I’m not even 40.  Yet, every year (and since the recession more than once a year), I get a stroke of contemplative melancholy that lasts as little as a day and often longer than that.

It’s not depression, nor is it even a crisis in the, “Buy a two-door red car and a pair of hip jeans” kind of way, but, more importantly it’s about, “What the hell am I doing with my life?”

Sometimes it’s precipitated by the absolute inanity of work and office politics – people that would rather look good then be good or the office drone that views the world so narrowly and rigidly through her own rose-colored glasses that she can’t possibly empathize with another’s viewpoint.

I have a rough go of it sometimes with these white knucklers who cling so desperately to a false truth of right or wrong and perceived security.

Then, I go online for some mental respite and I hit the wine blogosphere and see the same goddamn conversation going on (and on…) about scores and points or Parker and suddenly what brings me joy turns into déjà vu all over again.

What this leads me to is a desire to channel my inner Buddhist and chuck the trappings of a material life, head out to a cabin in the woods with a laptop, a stash of wine and a vegetable garden in order to create something new, unique and powerful; something real: a piece of art as I know it, words on figurative paper.  I want to create something that’s not a critique of something or somebody that has already created their own value, nor a piece of work that is dependent on somebody else’s expectations.
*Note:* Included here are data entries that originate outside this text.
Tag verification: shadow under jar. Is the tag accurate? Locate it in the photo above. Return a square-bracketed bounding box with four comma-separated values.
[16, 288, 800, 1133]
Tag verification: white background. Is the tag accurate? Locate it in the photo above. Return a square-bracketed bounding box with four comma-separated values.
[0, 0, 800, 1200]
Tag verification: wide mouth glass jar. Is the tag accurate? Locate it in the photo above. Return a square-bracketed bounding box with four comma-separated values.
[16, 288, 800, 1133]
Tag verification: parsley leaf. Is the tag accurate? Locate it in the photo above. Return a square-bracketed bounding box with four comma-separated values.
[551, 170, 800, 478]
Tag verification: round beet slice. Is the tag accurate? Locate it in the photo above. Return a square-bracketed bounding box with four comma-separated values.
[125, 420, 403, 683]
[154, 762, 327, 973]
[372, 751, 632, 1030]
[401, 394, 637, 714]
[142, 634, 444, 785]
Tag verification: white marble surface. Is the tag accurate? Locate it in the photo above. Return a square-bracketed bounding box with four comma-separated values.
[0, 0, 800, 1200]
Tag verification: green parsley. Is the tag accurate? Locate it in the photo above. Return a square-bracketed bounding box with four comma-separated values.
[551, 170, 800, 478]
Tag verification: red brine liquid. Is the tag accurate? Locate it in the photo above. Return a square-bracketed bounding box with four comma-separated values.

Something that just…is…

Through this, I think I understand the affinity people feel for natural wine.  In a world in which our inherent truth is a derivative of the expectations others have of us and, by proxy, the expectations we’ve subsumed for our own life, the rootedness, the anchor that we can find is in rejoicing in the simple beauty of something that is principally unadultered, a respite from the hair shirt that is life – wine that is barely shepherded from vine to glass and an idle idyll.

Or, this might be just me.


Posted in, Good Grape Daily: Pomace & Lees. Permalink | Comments (5) |


On 08/10, Josh wrote:

Good stuff Jeff. The urge to create is one I can totally relate to.

One thing I would say though is that creating something that “just is”, while satisfying for a fleeting moment (I’ve built my share of things like Rotobase that very few people actually used), what really lights the fire is creating somthing that other people *love*. That other people get passionate about. Something disruptive, in the best way.

Now you’re cooking with grease. Knowing your past adventures in the wine biz, I don’t doubt that type of creation is also right in your wheelhouse.

On 08/11, Bryan wrote:

I couldn’t agree more especially “rejoicing in the simple beauty of something that is principally unadultered”

It’s one of the best thing about making my own wine. Exercising the control not to control and letting letting something be what it wants to be.

On 08/11, Kelsey wrote:

This entry was lovely and I can completely relate, just in the case of wine stores rather than natural wines. After spending too long in the lifeless wine racks of Fred Meyer where every single wine looks remarkably unappetizing, parked next to the Ho-Hos and Donut Holes of the bakery, I stumbled across a little wine store tucked into an unassuming block of buildings. The lighting was just right, the wines displayed on rather un-polished, rustic-looking and handmade wood. The owners of the store left me quite alone to wander through countries worth of wine until I found a pretty little Italian white and a graceful Bonarda from Argentina. The experience was so perfect. It was warm, inviting, charactered in a way that wine shopping often… isn’t. I didn’t want to leave.
Thank you for this post.

On 08/12, Thomas Pellechia wrote:


Been thinking like that every year (every day?) since forty.

Trick is not to keep thinking, but to find time each day to live the concept, if only briefly.